Some readers may already be aware of Project LINQ – .NET Language Integrated Query. There have been various posts about it (and in particular the effect it has on C# itself) on the C# newsgroup, and many of those have involved a certain amount of speculation. This is understandable, as it’s still very much under development, and although a sample initial implementation has been available since the PDC, I’d be surprised if things didn’t change.
I haven’t downloaded the PDC implementation, and don’t intend to for a while. I have, however, finally had a chance to read the specs and overviews of LINQ, DLinq, XLinq and C# 3.0. I haven’t pored over them, and again don’t intend to just yet – I believe that features like these are best investigated in anger. Once I have a use for them, I’ll probably look more closely at them. However, here is my (literally – I’m typing in a plane here) 34,000 foot view of what’s going on.
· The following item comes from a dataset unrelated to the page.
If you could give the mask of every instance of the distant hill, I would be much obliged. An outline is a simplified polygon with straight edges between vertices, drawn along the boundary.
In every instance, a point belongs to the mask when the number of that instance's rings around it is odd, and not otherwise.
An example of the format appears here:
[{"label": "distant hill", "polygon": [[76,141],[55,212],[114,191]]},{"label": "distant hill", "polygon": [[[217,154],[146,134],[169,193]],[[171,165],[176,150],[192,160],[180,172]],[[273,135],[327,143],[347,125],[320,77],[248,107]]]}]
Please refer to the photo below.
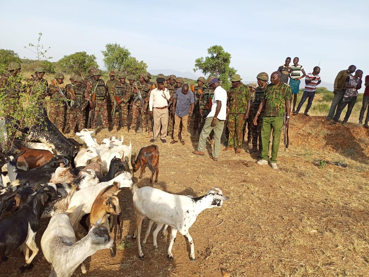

This won’t include any code samples, not even ones copied from the documentation, so you may well find it useful to read the Microsoft documents before proceeding much further.
The basic premise
Imperative programming languages such as C, C++, Java, C#, VB and VB.NET have traditionally made it hard to work with relational databases, and made it possibly even harder to work with XML. The latter should come as a surprise in a way – XML was designed much later than SQL, and should have benefitted from a lot of hindsight in terms of technology design. Don’t get me wrong – I’m not anti-XML per se, but the APIs for working with it have generally sucked, particularly the W3C ones. There are half-decent APIs available in .NET, and various open source libraries in Java-land such as Dom4J and JDom which improve the situation, but don’t feel like they’ve quite cracked it.
Both XML and relational databases have what is commonly called an impedance mismatch with object-oriented languages – they just don’t think about things in the same way. Database tables are related to each other rather than entities being composed of each other, and object identity and equality pose really significant problems when trying to map data from one paradigm to the other. Just as with XML manipulation, there have been various attempts to solve (or at least greatly help) the mismatch problem, often with libraries or tools called Object Relational Mappers (ORM). There are many different ORM tools available – probably more for Java than .NET, possibly due to the longer timescale of availability of Java. Beyond the sphere of Java and .NET, I only know of one other ORM tool, which is ActiveRecord for Ruby, usually used with the Rails framework for web applications. I’m sure there are plenty of others available though – no need to comment on my ignorance here!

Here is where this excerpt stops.